PRESIDEN REPUBLIK INDONESIA,
Menimbang :
- bahwa dampak penyebaran corona virus disease 2019 (COVID-19) telah memengaruhi semua aktivitas sosial, ekonomi, dan kehidupan masyarakat di Indonesia, perlu ada kebijakan untuk melindungi kesehatan dan keselamatan jiwa masyarakat serta sektor usaha;
- bahwa untuk merespon dampak penyebaran corona virus disease 2019 (COVID-19) di Indonesia terhadap kesehatan dan keselamatan jiwa serta sektor usaha diperlukan dana anggaran pendapatan dan belanja negara, anggaran pendapatan dan belanja daerah, kontribusi dan sumbangan masyarakat, dukungan ketersediaan Sumber Daya Manusia di Bidang Kesehatan yang cukup, mendorong industri produk Alat Kesehatan dan/atau Perbekalan Kesehatan Rumah Tangga, dan menjaga stabilitas pasar saham;
- bahwa diperlukan dasar hukum atas dukungan masyarakat dalam bentuk sumbangan dan ketersediaan tenaga Sumber Daya Manusia di Bidang Kesehatan, mendorong industri Alat Kesehatan dan/atau Perbekalan Kesehatan Rumah Tangga, dan menjaga stabilitas pasar saham dalam bentuk fasilitas Pajak Penghasilan dalam rangka penanganan dampak corona virus disease 2019 (COVID-19) dalam bentuk Peraturan Pemerintah;
- bahwa berdasarkan pertimbangan sebagaimana dimaksud dalam huruf a, huruf b, dan huruf c, serta untuk melaksanakan ketentuan Pasal 4 ayat (2) huruf e, Pasal 6 ayat (1) huruf i, Pasal 21 ayat (5), dan Pasal 35 Undang-Undang Nomor 7 Tahun 1983 tentang Pajak Penghasilan sebagaimana telah beberapa kali diubah terakhir dengan Undang-Undang Nomor 36 Tahun 2008 tentang Perubahan Keempat atas Undang-Undang Nomor 7 Tahun 1983 tentang Pajak Penghasilan, perlu menetapkan Peraturan Pemerintah tentang Fasilitas Pajak Penghasilan dalam rangka Penanganan Corona Virus Disease 2019 (COVID-19);
Mengingat :
- Pasal 5 ayat (2) Undang-Undang Dasar Negara Republik Indonesia Tahun 1945;
- Undang-Undang Nomor 7 Tahun 1983 tentang Pajak Penghasilan (Lembaran Negara Republik Indonesia Tahun 1983 Nomor 50, Tambahan Lembaran Negara Republik Indonesia Nomor 3263) sebagaimana telah beberapa kali diubah terakhir dengan Undang-Undang Nomor 36 Tahun 2008 tentang Perubahan Keempat atas Undang-Undang Nomor 7 Tahun 1983 tentang Pajak Penghasilan (Lembaran Negara Republik Indonesia Tahun 2008 Nomor 133, Tambahan Lembaran Negara Republik Indonesia Nomor 4893);
MEMUTUSKAN :
Menetapkan :
PERATURAN PEMERINTAH TENTANG FASILITAS PAJAK PENGHASILAN DALAM RANGKA PENANGANAN CORONA VIRUS DISEASE 2019 (COVID-19).
BAB I
KETENTUAN UMUM
Pasal 1
Dalam Peraturan Pemerintah ini yang dimaksud dengan:
- Wajib Pajak adalah orang pribadi atau badan, meliputi pembayar pajak, pemotong pajak, dan pemungut pajak, yang mempunyai hak dan kewajiban perpajakan sesuai dengan ketentuan peraturan perundangundangan perpajakan.
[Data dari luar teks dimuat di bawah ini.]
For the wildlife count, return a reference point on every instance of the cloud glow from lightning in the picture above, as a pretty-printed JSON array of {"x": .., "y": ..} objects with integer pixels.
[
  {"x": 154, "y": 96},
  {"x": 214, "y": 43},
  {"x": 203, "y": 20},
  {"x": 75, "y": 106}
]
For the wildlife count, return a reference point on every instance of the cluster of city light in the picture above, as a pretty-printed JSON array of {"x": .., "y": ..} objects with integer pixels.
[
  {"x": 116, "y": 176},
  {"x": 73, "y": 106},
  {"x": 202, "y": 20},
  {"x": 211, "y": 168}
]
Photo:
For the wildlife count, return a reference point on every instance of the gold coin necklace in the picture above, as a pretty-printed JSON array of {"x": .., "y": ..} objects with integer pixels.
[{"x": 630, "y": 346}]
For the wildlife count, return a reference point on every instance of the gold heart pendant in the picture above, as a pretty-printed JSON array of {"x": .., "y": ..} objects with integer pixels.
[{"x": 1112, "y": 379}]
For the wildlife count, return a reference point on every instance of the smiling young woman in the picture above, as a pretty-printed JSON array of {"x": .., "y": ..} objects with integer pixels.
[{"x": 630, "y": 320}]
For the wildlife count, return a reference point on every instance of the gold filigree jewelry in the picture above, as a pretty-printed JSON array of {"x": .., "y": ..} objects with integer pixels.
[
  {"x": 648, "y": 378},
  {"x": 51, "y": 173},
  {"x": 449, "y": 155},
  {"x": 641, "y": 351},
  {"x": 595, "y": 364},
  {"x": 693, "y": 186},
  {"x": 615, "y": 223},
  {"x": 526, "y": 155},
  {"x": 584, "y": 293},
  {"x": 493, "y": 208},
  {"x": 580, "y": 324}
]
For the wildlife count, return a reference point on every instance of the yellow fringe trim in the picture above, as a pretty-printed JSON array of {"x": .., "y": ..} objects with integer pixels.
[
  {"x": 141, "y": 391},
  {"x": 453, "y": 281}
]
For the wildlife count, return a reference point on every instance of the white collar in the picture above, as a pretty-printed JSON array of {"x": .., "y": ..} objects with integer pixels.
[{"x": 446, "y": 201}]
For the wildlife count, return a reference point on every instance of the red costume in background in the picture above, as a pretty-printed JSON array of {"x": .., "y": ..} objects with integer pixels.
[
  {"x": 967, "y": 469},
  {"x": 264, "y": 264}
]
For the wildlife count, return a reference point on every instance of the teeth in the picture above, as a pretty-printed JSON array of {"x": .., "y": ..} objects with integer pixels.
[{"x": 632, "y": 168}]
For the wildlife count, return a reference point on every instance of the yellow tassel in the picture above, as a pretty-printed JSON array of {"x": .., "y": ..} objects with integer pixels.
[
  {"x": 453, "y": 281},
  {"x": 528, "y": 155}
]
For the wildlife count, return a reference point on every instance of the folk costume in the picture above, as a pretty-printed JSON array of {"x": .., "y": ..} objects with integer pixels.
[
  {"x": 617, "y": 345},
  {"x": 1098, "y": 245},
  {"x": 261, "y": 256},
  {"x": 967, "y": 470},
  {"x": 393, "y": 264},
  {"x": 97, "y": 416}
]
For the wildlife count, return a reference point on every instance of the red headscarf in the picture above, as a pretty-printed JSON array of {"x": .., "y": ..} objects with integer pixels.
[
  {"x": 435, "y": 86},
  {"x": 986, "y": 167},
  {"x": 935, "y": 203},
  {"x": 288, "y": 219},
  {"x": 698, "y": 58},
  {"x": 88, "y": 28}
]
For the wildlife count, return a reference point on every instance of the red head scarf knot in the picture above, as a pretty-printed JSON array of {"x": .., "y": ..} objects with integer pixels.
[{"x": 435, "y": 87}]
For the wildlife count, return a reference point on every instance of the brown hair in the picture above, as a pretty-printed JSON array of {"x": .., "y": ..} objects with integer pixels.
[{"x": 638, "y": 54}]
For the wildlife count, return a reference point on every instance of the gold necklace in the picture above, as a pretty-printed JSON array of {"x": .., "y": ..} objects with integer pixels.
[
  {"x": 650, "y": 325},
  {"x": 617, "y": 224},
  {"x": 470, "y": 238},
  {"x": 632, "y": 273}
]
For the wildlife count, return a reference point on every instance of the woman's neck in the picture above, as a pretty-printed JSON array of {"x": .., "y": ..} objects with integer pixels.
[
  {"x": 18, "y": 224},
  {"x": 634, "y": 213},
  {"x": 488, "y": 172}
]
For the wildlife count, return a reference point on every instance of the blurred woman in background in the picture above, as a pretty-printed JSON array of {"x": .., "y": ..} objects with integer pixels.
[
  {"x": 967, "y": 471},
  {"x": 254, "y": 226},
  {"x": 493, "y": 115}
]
- Nomor Pokok Wajib Pajak yang selanjutnya disingkat dengan NPWP adalah nomor yang diberikan kepada Wajib Pajak sebagai sarana dalam administrasi perpajakan yang dipergunakan sebagai tanda pengenal diri atau identitas Wajib Pajak dalam melaksanakan hak dan kewajiban perpajakannya.
- Badan Nasional Penanggulangan Bencana yang selanjutnya disingkat dengan BNPB adalah lembaga pemerintah nonkementerian sebagaimana dimaksud dalam Undang-Undang tentang penanggulangan bencana.
- Badan Penanggulangan Bencana Daerah yang selanjutnya disingkat dengan BPBD adalah badan pemerintah daerah yang melakukan penyelenggaraan penanggulangan bencana di daerah.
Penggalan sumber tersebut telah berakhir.